P_20160425_133123-640x360

Dalam kondisi target peningkatan produktifvtas yang belum tercapai, Pemerintah berencana melakukan pembatasan impor jagung dan kedelai melalui Bulog dengan sistem kuota. Untuk impor jagung misalnya, jagung yang digunakan untuk pakan ternak akan diserahkan ke Bulog, sedangkan untuk konsumsi manusia akan diserahkan pada swasta. Perbandingannya 80:20. Dengan perubahan tersebut, Pemerintah berasumsi bisa mendorong stabilitas pasokan dan pengendalian harga.

Keputusan Pemerintah untuk melakukan kebijakan pembatasan impor menjadikan beberapa pihak, antara lain para pelaku dunia usaha meragukan keberhasilan dari rencana perubahan importasi dengan sistem kuota. Muncul beberapa kekhawatiran akibat ketidakpastian. Contoh, ketidakpastian jumlah produksi dan konsumsi, ketidakpastian akan kelembagaan Bulog, serta adanya perpanjangan rantai pasok sehingga berdampak pada harga.

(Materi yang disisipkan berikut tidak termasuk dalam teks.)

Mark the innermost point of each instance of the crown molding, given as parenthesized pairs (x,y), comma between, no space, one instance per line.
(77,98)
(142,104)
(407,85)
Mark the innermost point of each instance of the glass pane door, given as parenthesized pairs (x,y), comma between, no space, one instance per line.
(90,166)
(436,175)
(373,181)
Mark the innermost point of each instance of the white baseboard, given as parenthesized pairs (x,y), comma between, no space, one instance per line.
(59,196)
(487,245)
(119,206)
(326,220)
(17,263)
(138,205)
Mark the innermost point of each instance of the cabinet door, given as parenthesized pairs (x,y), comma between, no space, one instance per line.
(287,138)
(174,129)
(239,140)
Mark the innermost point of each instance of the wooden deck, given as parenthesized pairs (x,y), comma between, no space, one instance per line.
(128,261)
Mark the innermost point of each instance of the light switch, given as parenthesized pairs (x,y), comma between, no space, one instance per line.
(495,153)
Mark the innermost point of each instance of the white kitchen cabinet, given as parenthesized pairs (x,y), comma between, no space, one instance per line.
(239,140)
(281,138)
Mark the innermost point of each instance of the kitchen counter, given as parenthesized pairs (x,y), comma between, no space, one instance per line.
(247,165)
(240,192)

Viva Yoga Mauladi, Wakil Ketua Komisi IV DPR RI, menyatakan, jika data produksi belum diyakini akurasinya, penentuan besarnya kuota impor justru berpotensi pada ketidakpastian ketersediaan jumlah pasokan. utamanya ketersediaan jagung untuk pakan ternak yang jumlahnya cukup besar.

“Selain karena akurasi data, belum jelasnya kelembagaan Bulog akan menimbulkan masalah baru. Pemberian hak monopoli pada Bulog yang belum jelas ini bisa berpotensi menimbulkan moral hazard dan harga yang tidak kompetitif.

Dengan adanya impor melalui Bulog, dikhawatirkan rantai pasok akan semakin panjang, sehingga harga pakan akan terus meningkat dan berdampak pada harga daging. Jika begini, yang dirugikan adalah masyarakat sebagai konsumen terakhir.

Berkaitan dengan kebijakan mengenai impor jagung dan kedelai, Enny Sri Hartati, Direktur INDEF menyatakan pemerintah perlu melakukan pertimbangan secara rasional dan terukur. Ia juga menghimbau agar pemerintah tidak terlalu terlena pada ambisi semu dengan peningkatan produksi domestik secara fantastis.

Menurutnya, swasembada jagung dan kedelai memang menjadi solusi pamungkas dalam jangka panjang, namun banyak syarat yang mesti dipenuhi pemerintah antara lain adanya kebijakan insentif yang signifikan bagi peningkatan produktivitas. Mulai dari ketersediaan benih unggul, pupuk yang tepat, penanganan hama penyakit, dan stabilitas harga beli di tingkat petani.

Dengan demikian, peningkatan produksi jagung dan kedelai akan mengalami peningkatan dan membantu melepaskan diri dari ketergantungan impor. Namun, tetap saja, jika melihat realitas konsumsi jagung dan kedelai yang masih cenderung lebih tinggi di masyarakat, Pemerintah harus bijak dalam mempertimbangkan kebijkan impor jagung secara tepat dan terukur. Tujannya adalah agar stabilitas ekonomi makro dan kepentingan masyarakat tetap menjadi propritas. (EVA).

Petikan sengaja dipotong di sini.